Saturday 21 April 2018

Cop on, the time for collective victimhood has passed

The Tuam babies furore feels less like a healthy expression of questioning than simply wallowing

A statue of Jesus in the grounds of the Sean Ross Abbey in Roscrea, Tipperary. Photo: Niall Carson/PA Wire
A statue of Jesus in the grounds of the Sean Ross Abbey in Roscrea, Tipperary. Photo: Niall Carson/PA Wire

If scientists ever invent time travel, the first people into the pod for a trip back to the past should definitely be those who insist that "Nothing Has Changed". There have certainly been a lot of them about recently, in the wake of reports that the remains of 800 babies may have been hidden in a septic tank in the grounds of a mother and baby home in Co Galway.

In their desperation not to allow apologists for Catholic orders to consign questions about the treatment of women safely to the past, many of those commenting on the tragedy of the Tuam babies were to be heard insisting that the plight of women in modern Ireland is just as invidious, and the official attitude to them equally cold, albeit that such negative attitudes are more subtly hidden or fiendishly encoded. They even purported to believe the alleged slowness of the response to the story from both Government and the mainstream media was somehow proof that there was no will to face up to the horrors perpetrated by the church.

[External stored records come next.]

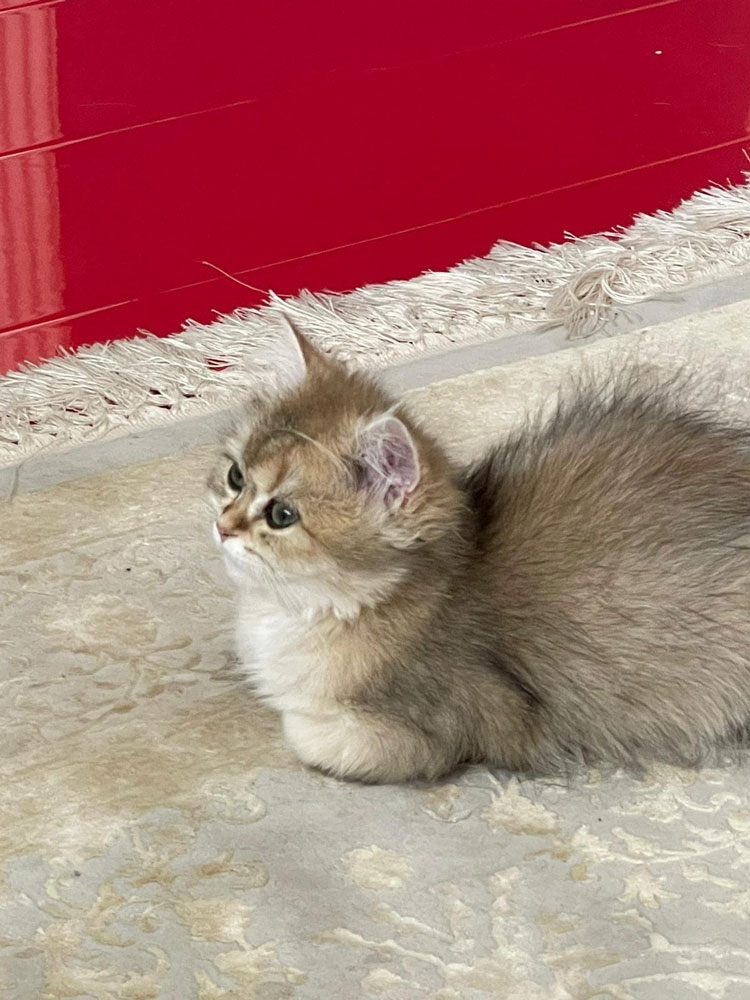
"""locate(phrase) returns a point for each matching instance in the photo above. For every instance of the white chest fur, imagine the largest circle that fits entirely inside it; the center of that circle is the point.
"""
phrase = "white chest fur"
(279, 653)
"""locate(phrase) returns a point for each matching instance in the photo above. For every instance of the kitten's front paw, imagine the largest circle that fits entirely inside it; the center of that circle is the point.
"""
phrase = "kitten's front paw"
(362, 748)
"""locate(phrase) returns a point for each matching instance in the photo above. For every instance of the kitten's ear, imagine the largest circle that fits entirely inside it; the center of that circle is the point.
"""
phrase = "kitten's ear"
(390, 460)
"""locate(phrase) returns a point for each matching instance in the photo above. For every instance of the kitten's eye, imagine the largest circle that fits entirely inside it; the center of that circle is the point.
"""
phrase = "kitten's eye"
(235, 478)
(280, 515)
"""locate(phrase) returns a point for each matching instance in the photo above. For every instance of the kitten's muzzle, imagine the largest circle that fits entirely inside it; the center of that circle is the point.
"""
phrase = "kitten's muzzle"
(223, 532)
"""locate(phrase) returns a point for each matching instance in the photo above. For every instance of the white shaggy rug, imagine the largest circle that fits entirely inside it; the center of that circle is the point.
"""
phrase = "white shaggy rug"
(157, 842)
(110, 390)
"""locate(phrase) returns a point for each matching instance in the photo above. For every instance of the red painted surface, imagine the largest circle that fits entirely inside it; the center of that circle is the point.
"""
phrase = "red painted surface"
(327, 145)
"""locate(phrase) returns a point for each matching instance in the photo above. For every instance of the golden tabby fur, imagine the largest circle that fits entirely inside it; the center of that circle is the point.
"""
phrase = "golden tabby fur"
(582, 592)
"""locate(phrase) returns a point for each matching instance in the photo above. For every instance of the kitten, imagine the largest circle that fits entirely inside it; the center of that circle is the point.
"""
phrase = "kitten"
(582, 592)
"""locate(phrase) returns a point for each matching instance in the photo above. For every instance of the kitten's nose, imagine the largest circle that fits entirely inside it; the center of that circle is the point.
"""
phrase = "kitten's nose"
(224, 533)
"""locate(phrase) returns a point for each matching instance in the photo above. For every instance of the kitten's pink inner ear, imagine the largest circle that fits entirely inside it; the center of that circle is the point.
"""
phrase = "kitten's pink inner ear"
(390, 458)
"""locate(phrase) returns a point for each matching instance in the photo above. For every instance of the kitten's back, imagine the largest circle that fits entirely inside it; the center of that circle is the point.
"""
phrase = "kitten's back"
(611, 540)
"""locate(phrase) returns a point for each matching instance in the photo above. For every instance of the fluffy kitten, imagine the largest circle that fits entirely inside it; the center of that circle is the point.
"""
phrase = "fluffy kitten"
(582, 592)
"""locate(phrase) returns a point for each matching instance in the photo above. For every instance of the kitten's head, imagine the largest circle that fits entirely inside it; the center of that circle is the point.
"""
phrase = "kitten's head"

First of all, this supposed reluctance to deal with the appalling mistreatment of residents of mother and baby homes is a figment of their imaginations. Of course governments may be less than keen to start down a road which may lead to expensive compensation claims, especially after getting its fingers burned once before over clerical child abuse; and of course officialdom does sometimes have to be prodded into action. But it's only been a few weeks since the story broke through from the low-level awareness which swam around for years into public consciousness. Already the impetus towards a full inquiry is under way.